Por João Maria Medeiros


Na política, a dinâmica dos processos nem sempre acompanham a lógica natural das coisas. E as ações variam de acordo com o interesse dos grupos que normalmente definem as suas prioridades; a partir dos seus interesses em detrimento do interesse coletivo, geral.

Esse é um princípio que define bem o momento atual em que vivemos no Brasil. O debate de grandes temas e de interesse comum vem sendo deixado de lado e cedendo espaços para a discussão de banalidades, temas sem a menor importância para o futuro real de todos nós.

A disputa polarizada facilita a adoção de estratagemas que desvirtuam a discussão real, trazendo para o centro dos debates, questões menores, como as teorias conspiratórias, o vitimismo dos políticos, entre outros, encobrindo assim as mazelas que emperram e em nada contribuem para a construção do país que todos almejam.

O discurso raso ganha cada vez mais espaços, principalmente na mídia onde uma legião de comunicadores passou a adotar a expressão das suas opiniões como informação jornalística. O rádio, um meio de comunicação de massa que andava adormecido, ganhou, nos últimos anos, um protagonismo que mostra que, diferente do que se pregoava com o crescimento das redes sociais, não morreu..

O atual protagonismo do rádio trouxe em seu bojo essa nova onda de programas opinativos que mais têm contribuído para desinformar a população e criar nessa, uma falsa imagem da realidade em que vivemos. O pior de tudo é que a maior parte desses comunicadores se arvoram a opinar sobre tudo e quase todos com um vazio enorme de conteúdo.

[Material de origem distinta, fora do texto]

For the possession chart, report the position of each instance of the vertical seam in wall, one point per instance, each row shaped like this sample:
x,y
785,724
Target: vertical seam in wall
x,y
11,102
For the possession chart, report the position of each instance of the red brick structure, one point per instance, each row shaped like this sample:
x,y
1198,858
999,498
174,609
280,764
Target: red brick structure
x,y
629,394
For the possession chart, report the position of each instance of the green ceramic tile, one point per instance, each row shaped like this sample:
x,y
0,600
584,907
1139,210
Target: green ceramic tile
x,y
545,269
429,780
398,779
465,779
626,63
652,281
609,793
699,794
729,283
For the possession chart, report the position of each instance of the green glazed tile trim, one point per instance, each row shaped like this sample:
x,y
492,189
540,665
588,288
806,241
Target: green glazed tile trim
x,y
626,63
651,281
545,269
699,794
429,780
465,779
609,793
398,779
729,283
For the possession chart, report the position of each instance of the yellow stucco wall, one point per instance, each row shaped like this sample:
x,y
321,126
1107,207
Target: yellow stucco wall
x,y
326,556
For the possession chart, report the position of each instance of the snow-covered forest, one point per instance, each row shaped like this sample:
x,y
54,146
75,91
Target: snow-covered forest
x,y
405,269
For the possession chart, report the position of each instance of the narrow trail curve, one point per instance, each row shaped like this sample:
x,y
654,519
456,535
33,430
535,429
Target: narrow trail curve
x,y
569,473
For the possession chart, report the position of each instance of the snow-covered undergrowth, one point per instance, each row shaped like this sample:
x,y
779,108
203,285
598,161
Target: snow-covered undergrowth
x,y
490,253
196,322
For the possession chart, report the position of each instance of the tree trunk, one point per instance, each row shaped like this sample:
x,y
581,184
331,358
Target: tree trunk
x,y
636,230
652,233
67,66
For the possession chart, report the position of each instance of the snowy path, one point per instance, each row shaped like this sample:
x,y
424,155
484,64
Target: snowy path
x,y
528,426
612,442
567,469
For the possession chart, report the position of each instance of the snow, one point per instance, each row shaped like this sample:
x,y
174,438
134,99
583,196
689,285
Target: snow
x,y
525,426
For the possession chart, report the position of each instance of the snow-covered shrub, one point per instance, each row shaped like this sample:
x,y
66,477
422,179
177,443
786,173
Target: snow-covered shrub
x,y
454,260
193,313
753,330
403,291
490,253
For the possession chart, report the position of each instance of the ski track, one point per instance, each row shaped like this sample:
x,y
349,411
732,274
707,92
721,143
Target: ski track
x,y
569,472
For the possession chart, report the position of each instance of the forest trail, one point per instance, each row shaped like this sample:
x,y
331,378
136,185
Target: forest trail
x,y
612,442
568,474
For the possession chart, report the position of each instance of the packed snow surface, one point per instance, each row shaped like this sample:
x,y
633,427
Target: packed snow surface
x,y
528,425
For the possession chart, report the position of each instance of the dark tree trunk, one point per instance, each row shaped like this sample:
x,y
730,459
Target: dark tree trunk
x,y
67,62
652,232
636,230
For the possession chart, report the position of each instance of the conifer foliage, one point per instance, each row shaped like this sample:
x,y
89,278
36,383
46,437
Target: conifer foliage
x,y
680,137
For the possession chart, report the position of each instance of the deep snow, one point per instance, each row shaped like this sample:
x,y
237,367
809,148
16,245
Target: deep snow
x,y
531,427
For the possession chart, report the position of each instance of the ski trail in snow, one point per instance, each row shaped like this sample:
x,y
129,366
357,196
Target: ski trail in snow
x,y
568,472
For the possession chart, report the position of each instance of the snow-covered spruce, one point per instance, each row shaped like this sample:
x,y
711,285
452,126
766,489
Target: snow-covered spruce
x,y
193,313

Assuntos banais e ou restritos a determinados grupos, como por exemplo, um padre que é filmado bebendo e fumando passaram a ter mais espaço e notoriedade do que os resultados de estudos da ONU que mostram o quanto a fome tem atingido mais e mais brasileiros, ou o descaso com a educação, desde o básico até os cortes de investimentos em pesquisa ou ainda o crescimento alarmante da pobreza e das desigualdades, para citar uns poucos assuntos que imagino, precisavam ser mais discutidos com a sociedade.

O vazio de conteúdo reina absoluto. Aí, a pergunta a se fazer é: a quem interessa esse desvirtuamento da realidade? Ora, fica claro que boa parte dos meios de comunicação agem a favor de interesses políticos. E quando esses interesses não convergem com os da população é ai que se faz necessário a estruturação de forças tarefas para levar mais rapidamente e ao máximo de pessoas, os temas que realmente interessam a quem não quer uma sociedade bem informada, crítica e vigilante.

Estamos a 3 meses de uma eleição geral e, ainda na fase de pré campanha, o que vemos é um festival de abobrinhas, ações que ferem a legislação eleitoral e as cortinas de fumaça ocupando cada vez mais espaços na mídia.